We booked a box truck through Huolala and moved a full load in one trip. There were still some smaller items left, so I made another run with our own car. At last, everything was in the new home. Since the gas still was not on, the whole family made hot pot on an induction cooker for our first meal there.
The exhausting end of a rental
I had heard stories before about landlords who inspect a place with a flashlight after the tenant leaves, looking for any excuse to withhold the deposit. In my own years of renting, though, the first two landlords I dealt with were both reasonable. When I moved out, I cleaned up, and that was enough. Aside from a few hard-to-reach corners, the places had been kept in good shape, and there was never any real dispute.
This last landlord was different. Just getting the place cleaned to her standard cost several hundred yuan. When I went over yesterday to settle everything for the last time, she first said the air conditioner was not working, then said the heating performance was poor. I told her the unit had already been in use for who knows how many years—how could she expect it to heat like a brand-new one?
In the end, she still deducted 80 yuan, using a few tiles behind the range hood that had not been wiped clean as the reason. It was thoroughly irritating.
Counting this one, I have moved house four times during my years of renting.

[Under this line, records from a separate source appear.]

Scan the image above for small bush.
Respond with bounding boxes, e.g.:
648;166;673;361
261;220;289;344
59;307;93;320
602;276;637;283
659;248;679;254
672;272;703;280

The usual cold after moving
For some reason, every time I move, I end up catching a cold afterward. Call it a pattern, call it superstition, call it a mild case of not adjusting well to a new environment—whatever the explanation, it keeps happening. This time, after the move, I was actually feeling pleased with myself and thinking I had finally broken the streak.
Then I caught a cold anyway.
Fortunately, this time it was very mild. Mostly just a sore throat, without much else. My wife brought out her trusted remedy: a copper Bian-stone gua sha scraper. After one session, my throat really did feel noticeably better.
At times like that, it is hard not to admire the practical wisdom passed down over the years. Gua sha does seem to help. That said, it is not some miracle cure where one scraping session makes an illness vanish on the spot. That would be unrealistic. A common cold is self-limiting to begin with, and even when people take medicine, the goal is usually just to relieve symptoms. In that sense, modern medicine for a cold and older home remedies are not entirely different in purpose.